Sat May 13, 2017 12:31 pm

Brad Berman via plugincars.com:
Tesla Makes Progress in Pursuit of a Battery Breakthrough
http://www.plugincars.com/tesla-makes-p ... 32868.html

I generally treat most announcements of battery breakthroughs as so much hot air, but this is more of an announcement of continuing gradual improvement, and it's from Jeff Dahn, who has more credibility than the average startup promoter trolling for investors (which isn't to say that hype is impossible).

researcher working for Tesla said this week that the life of electric car batteries could be extended to 20 years of use. Jeff Dahn of Dalhousie University, based in Nova Scotia, said that battery life—the capability of cells to maintain their energy and power capacity over time—is one of his four critical interrelated research goals. The other three are lower costs, increased energy density and improved safety.

“Doubling the lifetime of the cells was exceeded in round one,” said Dahn in a presentation at the Massachusetts Institute of Technology. The use of an aluminum coating appeared to be helpful in extending the longevity of cells. “We have another four years to go,” said Dahn. “So we’re going to go as far as we can.”
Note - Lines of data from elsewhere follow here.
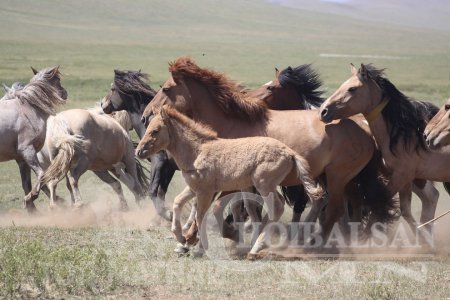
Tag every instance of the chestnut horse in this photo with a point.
(130, 92)
(339, 150)
(397, 124)
(297, 88)
(210, 164)
(437, 132)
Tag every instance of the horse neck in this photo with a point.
(289, 100)
(184, 146)
(204, 109)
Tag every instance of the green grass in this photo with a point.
(246, 40)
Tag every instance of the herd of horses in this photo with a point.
(350, 154)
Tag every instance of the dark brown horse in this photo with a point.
(339, 150)
(130, 92)
(397, 124)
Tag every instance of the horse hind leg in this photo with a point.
(116, 186)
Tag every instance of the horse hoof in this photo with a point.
(181, 249)
(198, 253)
(252, 256)
(78, 205)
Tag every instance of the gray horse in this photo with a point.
(23, 121)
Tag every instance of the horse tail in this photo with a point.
(312, 188)
(374, 187)
(60, 165)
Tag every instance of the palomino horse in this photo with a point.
(80, 140)
(297, 88)
(210, 165)
(129, 92)
(339, 150)
(23, 124)
(437, 132)
(397, 124)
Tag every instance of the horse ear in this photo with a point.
(55, 71)
(6, 88)
(164, 114)
(177, 78)
(363, 71)
(353, 69)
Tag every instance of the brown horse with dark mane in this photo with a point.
(397, 123)
(339, 150)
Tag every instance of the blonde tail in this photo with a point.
(61, 163)
(314, 190)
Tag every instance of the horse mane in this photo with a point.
(40, 95)
(228, 93)
(131, 83)
(405, 117)
(193, 129)
(306, 82)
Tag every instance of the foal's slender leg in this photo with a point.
(429, 196)
(275, 210)
(178, 204)
(405, 195)
(25, 175)
(159, 162)
(74, 175)
(29, 155)
(115, 184)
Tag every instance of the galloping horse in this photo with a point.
(297, 88)
(397, 124)
(79, 140)
(129, 92)
(23, 124)
(339, 150)
(210, 165)
(437, 132)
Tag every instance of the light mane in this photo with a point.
(226, 92)
(191, 128)
(40, 95)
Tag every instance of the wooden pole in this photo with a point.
(426, 223)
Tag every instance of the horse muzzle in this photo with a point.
(326, 114)
(142, 153)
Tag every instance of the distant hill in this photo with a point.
(433, 14)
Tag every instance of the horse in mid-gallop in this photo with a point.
(397, 124)
(23, 124)
(210, 165)
(338, 151)
(130, 92)
(79, 140)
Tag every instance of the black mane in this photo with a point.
(405, 117)
(131, 84)
(306, 82)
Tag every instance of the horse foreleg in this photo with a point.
(116, 186)
(178, 205)
(429, 196)
(204, 199)
(275, 210)
(25, 176)
(160, 179)
(405, 195)
(32, 161)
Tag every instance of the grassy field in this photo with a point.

Panasonic is Tesla’s battery partner. “We think the existing technology can extend the energy density of lithium-ion batteries by 20 to 30 percent,” said Kazuhiro Tsuga, Panasonic’s president, as reported last month by Japan’s Nikkei. Increased energy density and reduced costs are the keys to offering long-range electric cars at an affordable price. . . .

Dahn’s research project with Tesla is only one year into a five-year effort—and is already being utilized in “2170” cells being produced in Tesla’s Nevada-based Gigafactory.

IMO, the two out of four which are most important at the moment are reduced cost/kWh and increased longevity. The former will directly lower battery prices for a given capacity, while the latter will reduce the need to oversize battery capacity to give it an adequate range at its end of life, while reducing battery weight and space and contributing to knock-on weight reductions, and indirectly reduce cost even if $/kWh remains the same. It will also reduce/eliminate any concerns about having to find the money for a replacement at some nebulous point int he future. The closer a battery's life comes to equaling the life of the car, the more acceptable and better value for money it will be for the general public (assuming it's affordable in the first place).

Increased energy density is always nice, but cost is the pacing factor to mass adoption right now. Safety seems to be adequate among currently available batteries, but it never hurts to improve it.
Guy [I have lots of experience designing/selling off-grid AE systems, some using EVs but don't own one. Local trips are by foot, bike and/or rapid transit].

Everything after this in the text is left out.